I feel like we just came back from a trip to Vienna (again), or more specifically a visit to the studios of nine emerging artists living and working in the city which could arguably be described as the geographic and cultural center of a Europe which has rediscovered the treasure of its eastern lands. The Austrian Cultural Forum (ACF) is hosting this group exhibition curated by Trevor Smith of the New Museum through August 20.
Smith points out that although his assignment has placed these artists in a geographic context they do not necessarily define themselves geographically.

Many of the artists’s works that I have chosen for the New York version of “Living and Working in Vienna” are marked by this tension between somewhere and anywhere, using architecture or film as the site for mediations on history, memory and cultural critique.

If artists are outsiders regardless of where they find themselves, we should all be delighted to see what creative minds can do with the fantastic kind of “outside” which is described by this gorgeous and surprisingly modern city today.

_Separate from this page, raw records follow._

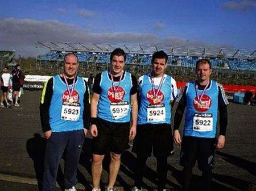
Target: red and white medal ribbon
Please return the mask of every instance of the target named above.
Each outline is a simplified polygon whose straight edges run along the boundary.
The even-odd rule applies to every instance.
[[[113,88],[113,89],[114,90],[114,94],[115,94],[115,93],[117,93],[118,88],[119,85],[120,85],[120,82],[121,82],[121,81],[122,80],[122,78],[123,77],[123,70],[122,71],[122,74],[120,76],[120,79],[119,79],[119,82],[118,82],[118,84],[117,86],[115,86],[115,85],[114,85],[114,77],[113,77],[112,73],[111,72],[109,72],[109,73],[110,74],[110,76],[111,76],[111,81],[112,82],[112,88]],[[115,87],[117,87],[117,88],[115,88]]]
[[[155,99],[158,96],[158,93],[159,93],[160,90],[161,89],[162,86],[163,85],[163,82],[164,80],[165,77],[164,74],[163,74],[161,80],[160,81],[159,86],[158,86],[158,88],[156,90],[156,93],[155,92],[155,83],[154,82],[154,80],[152,78],[152,74],[150,76],[150,80],[151,81],[151,85],[152,85],[152,90],[153,90],[153,95],[154,95],[154,98]]]
[[[73,92],[74,91],[74,89],[75,89],[75,81],[76,81],[76,78],[75,78],[74,80],[73,81],[73,84],[72,84],[72,86],[71,88],[71,91],[70,89],[69,89],[69,86],[68,83],[68,81],[67,80],[66,76],[65,76],[64,73],[62,73],[62,76],[63,76],[63,77],[65,80],[65,83],[66,84],[67,89],[68,90],[68,94],[69,95],[69,99],[68,99],[68,101],[69,102],[72,103],[74,101],[72,95],[73,95]]]
[[[197,100],[199,102],[199,103],[201,103],[201,101],[202,101],[203,97],[204,96],[204,94],[205,93],[206,90],[207,88],[208,87],[209,84],[210,83],[210,81],[208,81],[207,85],[204,89],[204,90],[202,92],[202,94],[201,94],[201,97],[199,97],[199,95],[198,94],[198,85],[197,84],[196,85],[196,97],[197,97]]]

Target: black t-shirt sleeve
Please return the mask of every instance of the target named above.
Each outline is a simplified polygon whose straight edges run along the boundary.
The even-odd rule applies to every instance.
[[[100,85],[101,80],[101,73],[97,74],[95,76],[94,81],[93,82],[93,86],[92,88],[92,90],[93,92],[97,93],[98,94],[100,94],[101,93],[101,88]]]
[[[39,110],[42,128],[44,132],[51,130],[49,122],[49,109],[52,97],[53,86],[53,78],[51,78],[44,84],[42,93]]]
[[[184,111],[187,106],[187,97],[186,97],[186,92],[187,86],[184,86],[181,91],[179,97],[176,99],[176,101],[178,103],[177,109],[176,109],[175,114],[174,115],[174,130],[178,130],[180,123],[181,122],[182,118],[183,117]]]
[[[87,82],[84,81],[85,84],[85,92],[84,95],[84,128],[89,129],[90,127],[90,93],[88,89]]]
[[[131,75],[131,81],[133,84],[133,86],[131,87],[131,89],[130,91],[130,94],[133,95],[138,92],[137,79],[133,75]]]
[[[218,107],[220,114],[220,135],[226,135],[228,126],[228,107],[229,104],[221,85],[218,86]]]

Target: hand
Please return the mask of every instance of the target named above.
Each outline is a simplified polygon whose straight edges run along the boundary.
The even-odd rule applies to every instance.
[[[51,136],[51,135],[52,135],[52,131],[49,130],[49,131],[47,131],[44,132],[44,136],[46,137],[46,139],[49,139]]]
[[[225,146],[225,136],[224,135],[220,135],[218,138],[218,142],[216,145],[216,148],[220,149],[220,148],[223,148]]]
[[[92,124],[90,126],[90,132],[92,136],[96,137],[98,136],[98,130],[96,124]]]
[[[132,140],[134,139],[136,135],[136,126],[131,126],[130,129],[129,140]]]
[[[86,136],[87,132],[88,132],[88,130],[87,130],[87,129],[84,128],[84,136]]]
[[[180,138],[180,134],[179,130],[174,131],[174,140],[176,144],[180,144],[181,143],[181,139]]]

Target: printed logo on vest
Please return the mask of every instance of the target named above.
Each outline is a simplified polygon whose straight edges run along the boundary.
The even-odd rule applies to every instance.
[[[160,104],[164,99],[164,96],[161,91],[158,92],[158,94],[156,97],[154,97],[154,95],[156,94],[157,90],[155,89],[155,94],[153,93],[153,90],[151,89],[147,93],[147,99],[150,103],[150,104]]]
[[[115,92],[113,87],[108,90],[108,97],[110,102],[119,102],[122,101],[125,97],[125,92],[121,86],[115,86]]]
[[[201,95],[199,95],[199,97]],[[194,107],[200,112],[204,112],[208,111],[212,106],[212,99],[207,95],[203,95],[201,102],[199,103],[197,97],[194,98]]]
[[[68,91],[66,90],[62,95],[62,102],[69,103],[79,103],[79,94],[75,89],[73,91],[72,97],[68,93]]]

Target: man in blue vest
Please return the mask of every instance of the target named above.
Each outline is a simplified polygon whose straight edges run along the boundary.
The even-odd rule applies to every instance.
[[[166,189],[167,156],[174,149],[170,103],[177,96],[175,80],[164,73],[167,60],[168,56],[163,51],[155,52],[151,60],[152,72],[138,80],[137,135],[133,147],[137,158],[133,191],[142,190],[143,171],[152,148],[157,161],[158,190]]]
[[[43,90],[40,115],[47,139],[43,190],[55,190],[60,161],[64,158],[65,191],[76,191],[76,172],[89,126],[90,102],[86,81],[77,76],[79,60],[67,53],[63,73],[50,78]]]
[[[183,190],[189,189],[192,169],[196,161],[202,171],[202,190],[210,190],[214,151],[225,146],[229,103],[222,86],[210,80],[211,73],[209,60],[198,60],[196,66],[197,80],[188,82],[177,99],[174,139],[176,144],[181,143],[180,164],[184,167]],[[178,129],[185,107],[181,143]],[[220,129],[216,141],[218,110]]]
[[[137,82],[125,71],[126,56],[121,48],[110,55],[111,68],[96,75],[93,86],[90,133],[93,136],[92,176],[93,191],[99,191],[102,160],[110,152],[109,184],[113,190],[119,171],[121,153],[136,135],[138,114]],[[130,128],[130,122],[131,126]]]

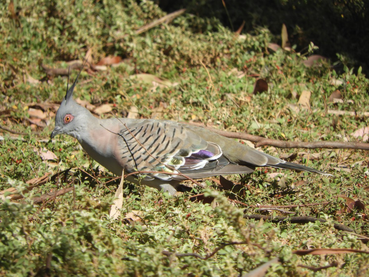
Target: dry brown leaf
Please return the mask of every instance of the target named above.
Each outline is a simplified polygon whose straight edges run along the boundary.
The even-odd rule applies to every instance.
[[[263,277],[272,264],[280,263],[279,259],[278,258],[274,258],[269,261],[259,266],[248,273],[242,274],[242,277]]]
[[[338,197],[343,198],[345,199],[345,202],[344,205],[341,206],[341,209],[337,212],[337,213],[350,212],[354,209],[354,208],[356,208],[359,211],[365,211],[365,205],[357,199],[355,200],[345,195],[338,195]]]
[[[27,78],[26,78],[25,76],[24,79],[26,80],[26,82],[29,84],[31,84],[31,85],[38,85],[41,83],[39,81],[37,80],[37,79],[35,79],[33,77],[30,75],[30,74],[28,73],[28,72],[26,72],[26,75],[27,75]]]
[[[134,211],[127,213],[125,216],[123,218],[123,219],[128,219],[133,221],[141,221],[142,212],[142,211]]]
[[[111,205],[111,209],[109,213],[109,216],[112,218],[117,219],[120,215],[121,212],[119,209],[121,209],[123,206],[123,184],[124,183],[124,171],[122,172],[122,178],[120,180],[119,186],[117,189],[114,197],[115,199],[113,201]]]
[[[48,116],[47,113],[43,111],[38,109],[34,109],[33,108],[30,108],[28,109],[28,114],[30,115],[30,116],[39,118],[41,119],[44,119]]]
[[[328,255],[345,253],[365,253],[369,254],[369,251],[350,248],[314,248],[303,250],[295,250],[293,254],[301,256],[305,255]]]
[[[113,109],[113,105],[112,104],[103,104],[95,108],[93,111],[97,114],[101,115],[103,113],[106,113],[111,112]]]
[[[42,128],[46,126],[46,123],[44,121],[42,121],[42,120],[41,119],[27,118],[26,119],[31,123],[31,125],[32,124],[34,124],[35,125],[38,126],[39,127],[42,127]]]
[[[171,86],[173,85],[169,80],[164,78],[158,77],[152,74],[141,73],[141,74],[134,74],[130,76],[131,79],[139,79],[145,83],[149,84],[157,83],[163,86]]]
[[[91,65],[91,68],[96,71],[105,71],[108,70],[108,67],[106,65]]]
[[[96,64],[96,65],[111,65],[118,64],[122,61],[122,58],[118,56],[108,56],[105,57]]]
[[[268,44],[268,48],[275,52],[276,52],[277,50],[280,49],[281,47],[276,43],[269,43]]]
[[[86,63],[92,64],[93,61],[92,61],[92,48],[90,48],[86,52],[86,54],[85,55],[85,60],[87,62]]]
[[[253,93],[256,94],[258,92],[268,91],[268,83],[265,80],[258,79],[255,83]]]
[[[328,102],[333,102],[333,100],[335,99],[342,99],[342,95],[341,95],[341,92],[338,89],[336,89],[329,96],[329,97],[328,98]]]
[[[219,182],[225,190],[232,190],[233,187],[234,187],[234,183],[227,180],[221,175],[219,176]]]
[[[284,23],[282,24],[282,30],[281,33],[281,36],[282,38],[282,48],[285,50],[290,50],[290,46],[288,42],[287,27],[286,27]]]
[[[369,127],[361,128],[352,133],[350,134],[356,138],[361,137],[363,141],[366,141],[369,139]]]
[[[82,107],[84,107],[88,110],[93,110],[93,109],[96,107],[95,106],[93,105],[88,101],[82,100],[80,98],[76,98],[75,101],[77,102],[77,104],[80,105]]]
[[[307,67],[311,67],[314,65],[319,65],[322,62],[326,62],[328,61],[328,59],[320,55],[312,55],[303,61],[303,63]]]
[[[43,161],[48,161],[58,160],[58,157],[53,152],[48,150],[45,147],[42,149],[37,149],[35,148],[34,151],[37,153]]]
[[[135,119],[139,118],[139,114],[138,114],[138,109],[135,106],[131,106],[127,114],[127,118]]]
[[[34,188],[39,185],[46,183],[49,180],[49,175],[51,174],[51,173],[48,172],[45,173],[42,177],[33,178],[27,181],[26,182],[26,184],[31,185],[25,189],[23,191],[23,193],[24,194],[26,193],[29,191],[30,191]],[[17,194],[13,193],[13,194],[10,194],[6,196],[5,195],[5,194],[7,192],[8,194],[11,194],[12,193],[15,193],[17,192],[17,189],[15,188],[9,188],[6,189],[4,189],[0,191],[0,198],[3,200],[10,199],[11,200],[15,200],[22,198],[21,196]]]
[[[297,105],[302,107],[310,109],[310,97],[311,93],[309,90],[303,90],[299,98]]]

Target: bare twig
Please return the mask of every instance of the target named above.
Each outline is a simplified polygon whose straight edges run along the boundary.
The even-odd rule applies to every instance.
[[[332,149],[362,149],[369,150],[369,143],[356,141],[286,141],[266,138],[262,137],[250,135],[245,133],[228,132],[204,126],[203,124],[194,122],[183,122],[184,124],[202,127],[224,137],[232,138],[246,140],[256,143],[255,147],[269,145],[279,148],[330,148]]]
[[[17,132],[15,131],[13,131],[11,129],[7,128],[6,127],[5,127],[4,126],[3,126],[2,125],[0,125],[0,129],[2,129],[4,131],[6,131],[7,132],[9,132],[9,133],[11,133],[12,134],[15,134],[17,135],[23,135],[24,136],[25,136],[25,135],[27,134],[25,133],[23,133],[23,132]]]
[[[172,255],[174,255],[176,257],[194,257],[196,258],[198,258],[199,259],[201,259],[201,260],[207,260],[210,258],[211,258],[212,257],[214,256],[217,252],[219,251],[221,249],[223,249],[225,246],[228,245],[236,245],[241,244],[251,244],[252,245],[255,245],[256,244],[253,243],[249,243],[249,242],[228,242],[226,243],[223,243],[220,246],[218,246],[214,250],[210,253],[210,254],[207,255],[205,257],[203,256],[201,256],[201,255],[198,254],[197,253],[176,253],[174,252],[170,252],[170,251],[168,251],[165,250],[163,250],[162,251],[162,253],[166,256],[171,256]]]
[[[264,211],[277,211],[278,212],[280,212],[281,213],[287,213],[287,214],[294,213],[294,212],[291,212],[289,211],[286,211],[286,210],[283,209],[281,209],[280,208],[276,208],[276,207],[269,208],[259,208],[259,209],[256,209],[255,210],[255,211],[257,212],[262,212]]]
[[[286,220],[291,223],[306,223],[320,221],[326,222],[327,220],[324,218],[318,218],[314,216],[271,216],[262,215],[245,215],[244,217],[248,219],[263,219],[269,220],[273,222],[278,223],[280,221]],[[334,229],[341,231],[355,233],[355,231],[349,227],[342,224],[334,223]]]
[[[314,272],[317,272],[322,270],[322,269],[329,269],[330,267],[333,267],[334,266],[337,266],[338,265],[338,264],[337,264],[337,262],[334,262],[330,264],[328,264],[328,266],[320,266],[318,267],[315,267],[310,266],[306,266],[304,264],[299,264],[297,266],[299,266],[300,267],[303,267],[305,269],[310,269],[311,270],[313,270]]]
[[[228,199],[231,202],[234,202],[237,204],[240,204],[246,207],[249,208],[298,208],[299,207],[307,207],[311,206],[317,206],[318,205],[327,205],[329,204],[329,202],[321,202],[320,203],[307,203],[306,204],[299,204],[295,205],[280,205],[280,206],[272,206],[269,205],[249,205],[241,202],[238,200],[234,200],[233,199]]]
[[[73,190],[73,187],[65,188],[58,191],[54,191],[52,192],[48,192],[45,194],[43,194],[41,196],[38,197],[34,197],[32,200],[33,201],[34,203],[44,202],[45,201],[54,199],[57,196],[62,195],[72,190]]]
[[[164,22],[172,20],[176,17],[180,16],[185,11],[186,11],[186,9],[182,8],[181,10],[179,10],[177,11],[173,11],[173,13],[168,14],[166,16],[163,16],[162,17],[159,18],[159,19],[151,22],[149,24],[147,24],[145,26],[143,26],[139,29],[138,29],[136,30],[136,33],[138,35],[139,34],[141,34],[144,32],[146,32],[146,31],[149,30],[150,29],[151,29],[156,26],[158,26],[158,25],[162,24]],[[121,38],[118,38],[118,39],[119,40]]]

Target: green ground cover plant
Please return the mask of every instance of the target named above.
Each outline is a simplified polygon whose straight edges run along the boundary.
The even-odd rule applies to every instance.
[[[199,180],[206,189],[187,182],[192,191],[173,197],[127,183],[117,220],[109,212],[120,180],[74,139],[48,138],[67,78],[47,69],[70,66],[74,80],[73,66],[88,58],[75,95],[96,116],[287,141],[366,143],[369,80],[361,68],[342,55],[342,70],[327,61],[307,66],[312,50],[273,51],[281,38],[268,29],[240,35],[190,13],[138,33],[166,15],[148,1],[0,5],[1,274],[246,276],[277,257],[266,276],[365,276],[368,150],[260,148],[332,176],[263,168],[225,177],[234,186],[218,177]],[[268,88],[253,93],[258,79]],[[321,248],[362,253],[294,252]]]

Go to this little bit of Austria on 52nd Street for the show and for how well it has been integrated into the spaces of this very interesting building. For the rest of this week there’s the additional incentive of the avant garde festival “Moving Patterns: Electronic Music and Beyond,” which is fully described on the website. Go early in order to check out the visual art, especially since its arrival seems timed perfectly for the cross-genre festival of sound.
Oh, and ACF performances are always absolutely free.